Now make the box very large (against the considered typical wavelengths of the problem). Then in a momentum-space-volume element $\mathrm{d}^3 \vec{p}$ you have

$$L^3 \frac{\mathrm{d}^3 \vec{p}}{(2 \pi)^3}$$

momentum states. Since the photon is a massless particle with spin 1 it has two helicity states per momentum state, and thus the correct phase-space distribution for photons in the thermodynamical limit reads

$$f(\vec{p})=\frac{2}{(2 \pi)^3} \frac{1}{\exp(|\vec{p}|/T)-1},$$

because the dispersion relation reads $E=|\vec{p}|$.

I used natural units here, i.e., $\hbar=k=1$.

 

[RGann]

Thanks for the reply. I think this forum is the closest, since it's the only one labeled for thermodynamics.

I suppose the argument being made is that confining a gas of photons to a solid necessarily forces periodic boundary conditions, thereby constraining momentum so that standing waves can be formed. The fact that I find it distasteful does not mean that it isn't true.

 

[RedX]

Have you tried using a Debye solid? A solid is naturally confined to itself.

 

[RGann]

To my recollection, I've never seen a treatment of Debye theory that did not also invoke periodic boundary conditions to set the phonon wavelength with nodes at the boundaries. In many respects, the two are not very different. That's too bad, because invoking periodic boundary conditions in a problem tends to get weird looks from students---and justifiably so.

 

[RedX]

To my recollection, I've never seen a treatment of Debye theory that did not also invoke periodic boundary conditions to set the phonon wavelength with nodes at the boundaries. In many respects, the two are not very different. That's too bad, because invoking periodic boundary conditions in a problem tends to get weird looks from students---and justifiably so.

Well it's been awhile since I looked at thermodynamics, but I thought a Debye solid didn't require periodic boundary conditions, just vanishing at the endpoints.

So you have a solid, and the frequencies it can vibrate at correspond to wavelengths that are 2L/n for positive integers n and length L of the solid. So if the solid can only vibrate at those frequencies, then the electromagnetic radiation can only occur at those frequencies, and then you can get the energy density, since 2L/n was the same way to derive the energy density in the cavity.

The problem though would be that frequencies of vibrations using the speed of sound at a given wavelength are different than using the speed of light on the same wavelengths.

 

[RGann]

I agree that this is sound.
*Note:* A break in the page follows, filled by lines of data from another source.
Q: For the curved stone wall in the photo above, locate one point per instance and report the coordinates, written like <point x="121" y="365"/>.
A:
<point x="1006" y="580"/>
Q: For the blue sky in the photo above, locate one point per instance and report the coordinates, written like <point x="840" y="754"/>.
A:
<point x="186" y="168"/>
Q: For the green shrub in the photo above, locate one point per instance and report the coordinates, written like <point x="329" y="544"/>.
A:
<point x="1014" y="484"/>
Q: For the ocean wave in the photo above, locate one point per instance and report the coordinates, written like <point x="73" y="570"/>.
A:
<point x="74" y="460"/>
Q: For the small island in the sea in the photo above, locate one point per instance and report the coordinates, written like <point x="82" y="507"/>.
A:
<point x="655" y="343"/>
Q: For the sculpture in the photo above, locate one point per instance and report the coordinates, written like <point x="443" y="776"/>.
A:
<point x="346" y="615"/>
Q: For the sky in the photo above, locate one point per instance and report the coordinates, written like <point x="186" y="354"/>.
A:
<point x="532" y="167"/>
Functionally, periodic BCs and vanishing at the boundary are equivalent. At that point, though, you've resorted to treating the spectrum as being due to a particle in a box. That is, without talking about a photon gas confined to a volume, you can't really get anywhere. And for whatever reason, I guess because I'm a dumb experimentalist, that doesn't seem like it should be necessary.